Recapturan A “El Narco De Narcos”

 
 
*Durante un operativo, elementos de la Secretaría de Marina lograron arrestar al narcotraficante en Guachochi, Chihuahua
 
 
 

“Estaba escondido en la sierra y no bajaba”, señaló Michael Vigil, ex jefe de la DEA
 
 
 
 
*Caro Quintero estaría detrás de la violencia surgida en los últimos meses en Sonora, sobre todo con el Cártel de Caborca, que se disputa el control de la zona con el Cártel de Sinaloa.
 
 
 

 

 
 
Juan Bermúdez/Reportero
 
 
 
 
 

Fuentes de inteligencia naval confirmaron la tarde de este viernes que a nueve años de haber sido liberado y permanecer prófugo, se recapturó a Rafael Caro Quintero, conocido como “El Narco de Narcos” y fundador del Cártel de Guadalajara en la década de los ochenta, hoy Cártel de Jalisco Nueva Generación (CJNG), quien era buscado por la justicia de México y Estados Unidos.
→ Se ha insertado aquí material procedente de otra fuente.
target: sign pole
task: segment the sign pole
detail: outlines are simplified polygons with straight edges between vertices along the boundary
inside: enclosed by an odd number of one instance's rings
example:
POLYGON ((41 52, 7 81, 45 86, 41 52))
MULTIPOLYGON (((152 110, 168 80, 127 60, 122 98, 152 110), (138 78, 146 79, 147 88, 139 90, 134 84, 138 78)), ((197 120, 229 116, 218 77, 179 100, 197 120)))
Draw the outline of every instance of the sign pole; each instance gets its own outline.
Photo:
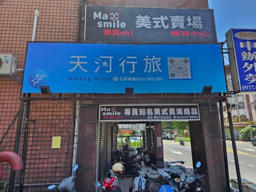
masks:
POLYGON ((220 100, 220 115, 221 116, 221 133, 222 135, 222 144, 223 145, 223 155, 224 158, 225 171, 226 173, 226 183, 227 185, 227 191, 230 191, 230 185, 229 184, 229 175, 228 173, 228 163, 227 161, 227 146, 226 144, 226 138, 225 137, 225 126, 223 117, 223 108, 222 106, 222 100, 220 100))
POLYGON ((241 177, 240 169, 239 168, 239 162, 238 161, 238 153, 237 151, 237 146, 236 145, 236 140, 234 139, 234 129, 233 127, 233 122, 232 122, 232 117, 230 113, 230 105, 226 101, 227 115, 228 116, 228 122, 229 123, 229 129, 230 130, 231 140, 232 141, 232 146, 233 147, 233 152, 234 154, 234 164, 236 165, 236 170, 237 170, 237 176, 238 177, 238 187, 240 192, 243 192, 243 187, 242 185, 242 179, 241 177))

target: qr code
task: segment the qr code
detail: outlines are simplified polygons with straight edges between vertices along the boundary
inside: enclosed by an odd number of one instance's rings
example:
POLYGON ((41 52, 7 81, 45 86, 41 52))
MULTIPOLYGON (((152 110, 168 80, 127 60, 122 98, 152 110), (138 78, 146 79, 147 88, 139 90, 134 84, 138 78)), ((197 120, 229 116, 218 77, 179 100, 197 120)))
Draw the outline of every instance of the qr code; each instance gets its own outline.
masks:
POLYGON ((169 78, 191 79, 189 58, 168 58, 169 78))

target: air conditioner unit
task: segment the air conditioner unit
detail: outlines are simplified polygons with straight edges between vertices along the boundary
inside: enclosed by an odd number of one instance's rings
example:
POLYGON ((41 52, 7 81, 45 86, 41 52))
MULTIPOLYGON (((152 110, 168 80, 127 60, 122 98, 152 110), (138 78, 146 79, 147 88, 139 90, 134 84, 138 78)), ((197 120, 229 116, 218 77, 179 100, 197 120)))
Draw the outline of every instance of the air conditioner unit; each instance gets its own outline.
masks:
POLYGON ((17 57, 12 54, 0 54, 0 75, 10 75, 17 72, 17 57))

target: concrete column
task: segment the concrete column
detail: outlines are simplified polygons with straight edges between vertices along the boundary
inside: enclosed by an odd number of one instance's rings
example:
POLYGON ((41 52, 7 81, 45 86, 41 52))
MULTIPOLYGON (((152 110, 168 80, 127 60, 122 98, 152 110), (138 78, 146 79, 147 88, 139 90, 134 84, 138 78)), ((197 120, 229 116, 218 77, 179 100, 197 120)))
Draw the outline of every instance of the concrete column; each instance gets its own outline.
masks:
POLYGON ((226 191, 226 178, 221 133, 217 103, 201 103, 201 121, 189 122, 189 131, 194 168, 202 163, 198 173, 205 175, 202 179, 205 191, 226 191))
POLYGON ((155 122, 155 143, 156 157, 158 168, 164 167, 163 139, 162 138, 162 124, 161 122, 155 122), (160 141, 160 142, 159 142, 160 141))
POLYGON ((108 145, 106 162, 111 163, 111 123, 108 123, 108 145))
POLYGON ((84 106, 80 109, 79 119, 81 122, 78 124, 77 153, 79 168, 77 173, 81 173, 81 174, 77 177, 76 183, 81 191, 92 191, 95 187, 97 115, 97 106, 84 106))

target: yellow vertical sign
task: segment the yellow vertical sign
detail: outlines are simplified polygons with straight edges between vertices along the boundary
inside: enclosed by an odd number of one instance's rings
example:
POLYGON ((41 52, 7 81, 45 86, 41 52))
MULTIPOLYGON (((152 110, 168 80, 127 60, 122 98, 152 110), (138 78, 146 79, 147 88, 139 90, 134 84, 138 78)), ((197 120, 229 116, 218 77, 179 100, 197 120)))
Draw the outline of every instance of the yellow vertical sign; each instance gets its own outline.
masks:
POLYGON ((61 140, 61 136, 52 137, 52 148, 60 148, 61 140))

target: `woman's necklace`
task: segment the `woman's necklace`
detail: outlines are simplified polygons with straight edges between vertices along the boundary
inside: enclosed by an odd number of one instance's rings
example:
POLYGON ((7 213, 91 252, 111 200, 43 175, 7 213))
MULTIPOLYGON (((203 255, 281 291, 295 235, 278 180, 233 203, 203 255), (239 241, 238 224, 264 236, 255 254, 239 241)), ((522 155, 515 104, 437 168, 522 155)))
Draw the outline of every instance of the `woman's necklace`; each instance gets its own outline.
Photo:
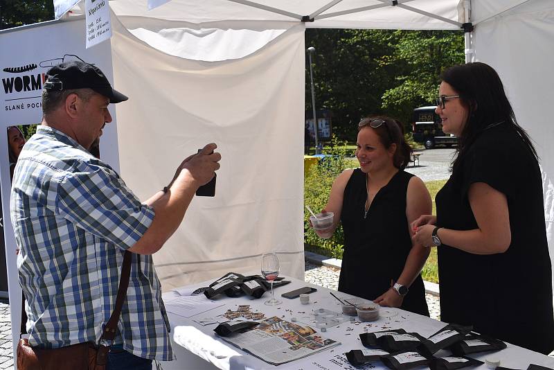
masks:
POLYGON ((364 220, 368 217, 368 211, 369 211, 369 207, 368 206, 368 201, 369 200, 369 186, 368 185, 368 182, 369 182, 369 177, 366 173, 366 204, 364 204, 364 220))

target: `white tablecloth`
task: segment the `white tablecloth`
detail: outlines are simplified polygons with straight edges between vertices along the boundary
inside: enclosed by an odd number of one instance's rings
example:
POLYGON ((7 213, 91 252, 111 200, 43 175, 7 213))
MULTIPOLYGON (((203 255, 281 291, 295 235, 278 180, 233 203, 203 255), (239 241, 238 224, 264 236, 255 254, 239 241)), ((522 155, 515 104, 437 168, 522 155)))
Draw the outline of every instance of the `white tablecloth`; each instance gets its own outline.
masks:
MULTIPOLYGON (((296 317, 298 321, 301 321, 300 317, 303 314, 299 312, 309 312, 319 308, 341 312, 340 303, 329 294, 330 290, 312 285, 296 279, 287 278, 287 280, 292 280, 292 283, 275 290, 276 297, 278 297, 283 302, 283 304, 277 306, 264 305, 264 301, 270 296, 270 292, 267 292, 259 299, 253 299, 244 296, 238 298, 229 298, 224 294, 221 294, 218 296, 217 300, 224 303, 224 306, 190 318, 182 317, 169 312, 174 340, 173 349, 177 360, 170 362, 162 362, 163 369, 247 370, 251 369, 260 370, 287 369, 307 370, 319 369, 321 370, 344 370, 351 369, 354 370, 355 369, 364 369, 352 367, 346 360, 344 353, 352 349, 363 349, 364 348, 359 336, 360 333, 364 333, 364 327, 368 327, 367 332, 402 328, 407 332, 416 332, 424 337, 429 337, 446 325, 443 322, 425 316, 395 308, 394 310, 396 310, 398 314, 390 319, 380 318, 376 321, 359 323, 357 325, 355 323, 346 321, 338 326, 328 328, 327 331, 321 333, 321 335, 340 342, 341 343, 340 346, 287 364, 274 366, 263 362, 218 337, 213 331, 217 324, 202 326, 193 321, 195 318, 221 315, 228 309, 235 310, 239 305, 245 304, 250 305, 252 310, 264 312, 266 317, 278 316, 287 321, 291 321, 292 317, 296 317), (301 304, 298 299, 287 299, 280 297, 283 292, 303 286, 313 286, 317 289, 317 292, 310 294, 309 305, 301 304), (192 353, 196 355, 191 355, 192 353)), ((195 284, 189 288, 192 291, 196 288, 208 286, 211 282, 207 281, 195 284)), ((164 293, 163 297, 164 299, 170 300, 177 293, 175 292, 169 292, 164 293)), ((339 297, 346 295, 337 292, 335 294, 338 294, 339 297)), ((297 322, 297 324, 303 323, 297 322)), ((312 327, 319 331, 317 328, 313 326, 312 327)), ((501 360, 501 366, 512 369, 526 369, 529 364, 554 369, 554 358, 510 344, 507 344, 508 348, 501 351, 483 353, 479 355, 472 357, 483 362, 485 358, 495 358, 501 360)), ((449 352, 442 351, 436 353, 435 355, 443 357, 449 354, 449 352)), ((366 368, 388 369, 379 361, 372 362, 370 365, 366 365, 366 368)), ((483 364, 474 369, 484 369, 487 368, 483 364)))

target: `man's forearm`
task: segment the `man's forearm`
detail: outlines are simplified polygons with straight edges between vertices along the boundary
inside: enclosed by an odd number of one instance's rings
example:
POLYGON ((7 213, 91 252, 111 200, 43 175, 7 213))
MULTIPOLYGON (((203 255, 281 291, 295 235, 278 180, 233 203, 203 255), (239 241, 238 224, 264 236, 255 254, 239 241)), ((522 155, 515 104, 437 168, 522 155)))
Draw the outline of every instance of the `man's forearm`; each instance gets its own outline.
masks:
POLYGON ((184 169, 167 193, 159 191, 147 200, 156 215, 148 230, 129 250, 140 254, 159 250, 182 222, 199 186, 190 173, 184 169))

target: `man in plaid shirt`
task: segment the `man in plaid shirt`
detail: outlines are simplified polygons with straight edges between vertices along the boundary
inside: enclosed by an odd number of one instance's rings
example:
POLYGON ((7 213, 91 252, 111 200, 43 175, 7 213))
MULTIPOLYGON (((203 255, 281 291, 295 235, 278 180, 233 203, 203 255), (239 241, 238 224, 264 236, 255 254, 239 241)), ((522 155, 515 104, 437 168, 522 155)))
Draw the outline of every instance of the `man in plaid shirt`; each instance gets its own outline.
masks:
MULTIPOLYGON (((42 125, 23 148, 10 207, 33 347, 98 343, 115 304, 123 256, 133 252, 129 288, 109 369, 152 369, 174 355, 152 254, 184 217, 195 192, 219 168, 216 145, 183 161, 169 186, 141 202, 89 152, 127 96, 97 67, 62 63, 47 72, 42 125)), ((60 359, 62 360, 62 359, 60 359)))

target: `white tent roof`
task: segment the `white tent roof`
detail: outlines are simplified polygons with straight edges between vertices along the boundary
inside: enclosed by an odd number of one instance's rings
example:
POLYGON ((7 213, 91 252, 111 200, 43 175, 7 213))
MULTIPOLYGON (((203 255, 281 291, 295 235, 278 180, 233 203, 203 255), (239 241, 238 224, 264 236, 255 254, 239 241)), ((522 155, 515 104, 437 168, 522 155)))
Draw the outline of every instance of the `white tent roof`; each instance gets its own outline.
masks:
POLYGON ((193 24, 238 21, 301 21, 310 28, 458 29, 458 0, 172 0, 148 10, 147 0, 117 0, 110 6, 118 17, 147 17, 193 24), (443 20, 425 15, 429 13, 443 20))

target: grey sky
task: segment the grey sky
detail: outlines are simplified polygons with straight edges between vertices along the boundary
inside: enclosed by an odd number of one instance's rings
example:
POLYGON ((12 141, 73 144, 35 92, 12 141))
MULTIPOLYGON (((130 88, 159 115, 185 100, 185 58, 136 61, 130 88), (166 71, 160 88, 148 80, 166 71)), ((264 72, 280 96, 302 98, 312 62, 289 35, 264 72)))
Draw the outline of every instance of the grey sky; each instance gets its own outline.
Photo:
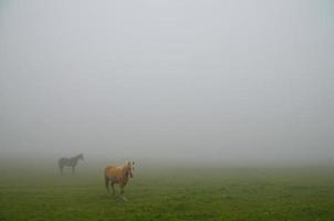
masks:
POLYGON ((0 2, 0 151, 334 159, 334 3, 0 2))

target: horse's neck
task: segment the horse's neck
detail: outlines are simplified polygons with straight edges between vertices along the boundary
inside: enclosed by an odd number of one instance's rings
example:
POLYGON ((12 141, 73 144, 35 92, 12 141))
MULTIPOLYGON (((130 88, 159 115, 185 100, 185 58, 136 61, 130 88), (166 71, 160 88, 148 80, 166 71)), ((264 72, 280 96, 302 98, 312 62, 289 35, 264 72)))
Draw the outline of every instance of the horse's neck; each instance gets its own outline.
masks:
POLYGON ((124 175, 124 179, 125 180, 127 180, 127 178, 128 178, 128 171, 127 170, 128 169, 127 169, 126 165, 124 165, 123 168, 122 168, 122 172, 124 175))
POLYGON ((77 155, 76 157, 72 158, 75 162, 77 162, 77 160, 80 159, 80 155, 77 155))

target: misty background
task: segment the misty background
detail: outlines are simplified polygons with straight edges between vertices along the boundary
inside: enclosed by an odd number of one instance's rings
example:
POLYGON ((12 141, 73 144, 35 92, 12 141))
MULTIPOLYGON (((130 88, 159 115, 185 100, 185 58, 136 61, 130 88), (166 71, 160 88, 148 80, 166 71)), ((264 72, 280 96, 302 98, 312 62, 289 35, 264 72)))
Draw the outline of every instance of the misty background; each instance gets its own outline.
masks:
POLYGON ((334 160, 331 0, 0 1, 0 155, 334 160))

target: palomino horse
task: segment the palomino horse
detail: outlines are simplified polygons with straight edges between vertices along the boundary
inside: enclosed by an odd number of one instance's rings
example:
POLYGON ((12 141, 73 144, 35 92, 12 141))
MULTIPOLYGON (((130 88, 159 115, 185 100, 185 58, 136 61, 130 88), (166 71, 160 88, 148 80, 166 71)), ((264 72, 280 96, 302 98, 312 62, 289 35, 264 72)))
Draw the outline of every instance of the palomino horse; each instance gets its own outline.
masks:
POLYGON ((123 166, 107 166, 104 170, 104 178, 105 178, 105 187, 107 193, 109 193, 109 183, 113 188, 113 196, 115 197, 115 188, 114 185, 118 183, 121 187, 121 197, 125 200, 124 194, 124 187, 127 183, 128 177, 133 178, 133 171, 135 162, 126 161, 123 166))
POLYGON ((61 170, 61 175, 63 173, 63 168, 66 166, 66 167, 72 167, 72 173, 74 173, 74 170, 75 170, 75 166, 77 164, 79 160, 83 160, 83 155, 80 154, 75 157, 72 157, 72 158, 61 158, 59 161, 58 161, 58 165, 59 165, 59 168, 61 170))

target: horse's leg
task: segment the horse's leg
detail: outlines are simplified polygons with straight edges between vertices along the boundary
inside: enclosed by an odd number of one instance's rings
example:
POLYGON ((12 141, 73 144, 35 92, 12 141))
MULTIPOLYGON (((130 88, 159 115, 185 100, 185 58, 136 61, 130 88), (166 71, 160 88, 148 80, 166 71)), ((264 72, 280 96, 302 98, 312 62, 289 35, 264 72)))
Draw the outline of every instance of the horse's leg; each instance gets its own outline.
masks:
POLYGON ((126 201, 126 198, 124 197, 124 185, 119 185, 119 187, 121 187, 121 198, 124 200, 124 201, 126 201))
POLYGON ((113 197, 115 197, 115 187, 114 187, 114 182, 112 182, 112 188, 113 188, 113 197))
POLYGON ((109 193, 109 179, 105 176, 104 180, 105 180, 106 193, 108 194, 109 193))

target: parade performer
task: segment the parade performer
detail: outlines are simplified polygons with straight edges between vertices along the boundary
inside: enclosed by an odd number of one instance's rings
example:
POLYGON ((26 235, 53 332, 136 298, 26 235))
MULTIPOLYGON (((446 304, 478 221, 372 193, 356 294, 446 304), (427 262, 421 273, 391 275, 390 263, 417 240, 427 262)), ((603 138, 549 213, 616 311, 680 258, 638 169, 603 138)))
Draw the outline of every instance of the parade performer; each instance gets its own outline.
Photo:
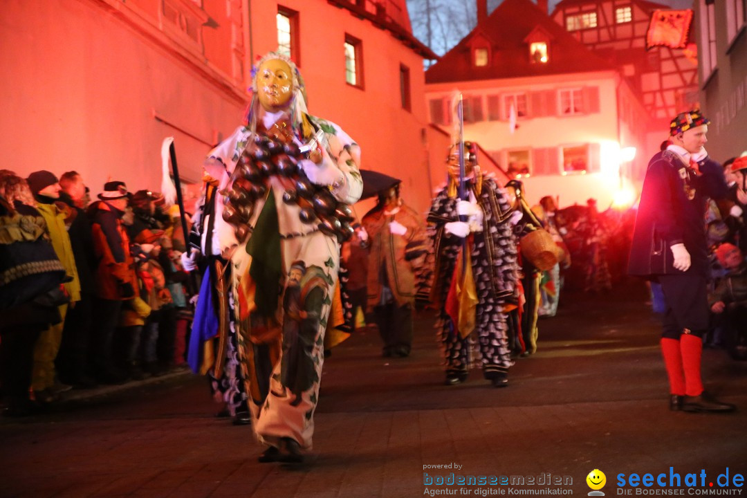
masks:
POLYGON ((515 304, 518 278, 511 206, 506 191, 481 173, 477 147, 469 142, 464 147, 468 200, 456 196, 455 146, 448 157, 448 183, 436 194, 427 217, 435 258, 433 281, 419 284, 418 293, 427 293, 438 312, 446 384, 465 382, 479 358, 485 378, 500 387, 508 385, 506 308, 515 304), (460 221, 460 215, 467 221, 460 221))
POLYGON ((362 190, 360 149, 307 113, 288 57, 262 57, 252 90, 247 125, 206 164, 226 172, 216 211, 228 222, 217 216, 215 229, 231 259, 229 326, 238 332, 252 426, 267 445, 259 460, 298 462, 311 447, 325 332, 339 302, 338 235, 353 231, 341 203, 362 190))
POLYGON ((384 342, 383 356, 409 356, 412 347, 415 274, 424 270, 425 223, 400 196, 400 182, 379 193, 363 217, 369 235, 368 308, 384 342))
POLYGON ((672 410, 731 411, 704 390, 703 337, 708 330, 708 197, 726 196, 721 166, 703 146, 709 121, 699 111, 678 114, 672 143, 651 158, 643 181, 628 273, 658 281, 666 304, 661 350, 669 379, 672 410))
POLYGON ((185 271, 202 276, 192 322, 187 362, 195 373, 206 376, 213 399, 224 406, 218 417, 233 417, 234 423, 251 423, 240 366, 238 339, 229 326, 229 288, 231 264, 228 253, 221 254, 216 229, 220 226, 219 184, 226 177, 225 166, 205 164, 202 169, 202 196, 193 217, 187 250, 182 253, 185 271))
MULTIPOLYGON (((521 356, 533 355, 537 351, 537 337, 539 329, 537 317, 539 311, 539 283, 542 278, 540 269, 527 257, 526 247, 522 249, 521 240, 536 230, 542 228, 540 221, 530 208, 524 198, 524 184, 518 180, 511 180, 506 184, 509 202, 511 203, 512 225, 519 252, 521 253, 521 291, 519 308, 513 311, 517 320, 510 320, 512 340, 509 341, 513 352, 521 356)), ((554 266, 554 264, 553 265, 554 266)))

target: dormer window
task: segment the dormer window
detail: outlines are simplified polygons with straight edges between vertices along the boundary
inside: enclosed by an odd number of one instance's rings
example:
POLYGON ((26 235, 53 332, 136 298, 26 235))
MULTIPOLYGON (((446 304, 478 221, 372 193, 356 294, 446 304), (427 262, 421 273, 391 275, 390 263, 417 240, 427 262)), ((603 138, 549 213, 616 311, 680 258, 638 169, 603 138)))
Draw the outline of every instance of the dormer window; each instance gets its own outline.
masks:
POLYGON ((542 26, 529 32, 524 43, 529 48, 529 61, 533 64, 546 64, 550 61, 550 43, 553 36, 542 26))
POLYGON ((474 49, 474 66, 475 67, 485 67, 488 65, 488 49, 474 49))
POLYGON ((533 63, 539 64, 547 63, 548 44, 545 42, 535 42, 529 46, 529 55, 533 63))

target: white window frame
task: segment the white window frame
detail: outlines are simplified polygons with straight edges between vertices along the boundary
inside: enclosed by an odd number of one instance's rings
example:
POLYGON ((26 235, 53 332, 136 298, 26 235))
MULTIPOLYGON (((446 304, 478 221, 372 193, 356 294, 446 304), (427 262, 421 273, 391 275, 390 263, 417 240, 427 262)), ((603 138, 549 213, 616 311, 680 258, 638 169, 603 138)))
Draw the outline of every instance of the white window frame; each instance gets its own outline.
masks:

Incluso para no ser reconocido, se pintó el cabello de color negro.

 

                                                                     
Y es que el narcotraficante contaba con dos órdenes de aprehensión por la Fiscalía general de la República (FGR), así como una orden de extradición a EEUU, la cual se espera se lleve a cabo en las próximas horas, dependiendo las facilidades que otorguen las autoridades mexicanas.
 
 
 
En redes sociales ya comenzó a circular un video de su detención así como una serie de fotografías, donde se observa al capo de capos cuando es detenido por elementos de la Semar, e incluso, su cabello ahora completamente blanco, se lo pintó de color negro para que no pudiera ser indentificado.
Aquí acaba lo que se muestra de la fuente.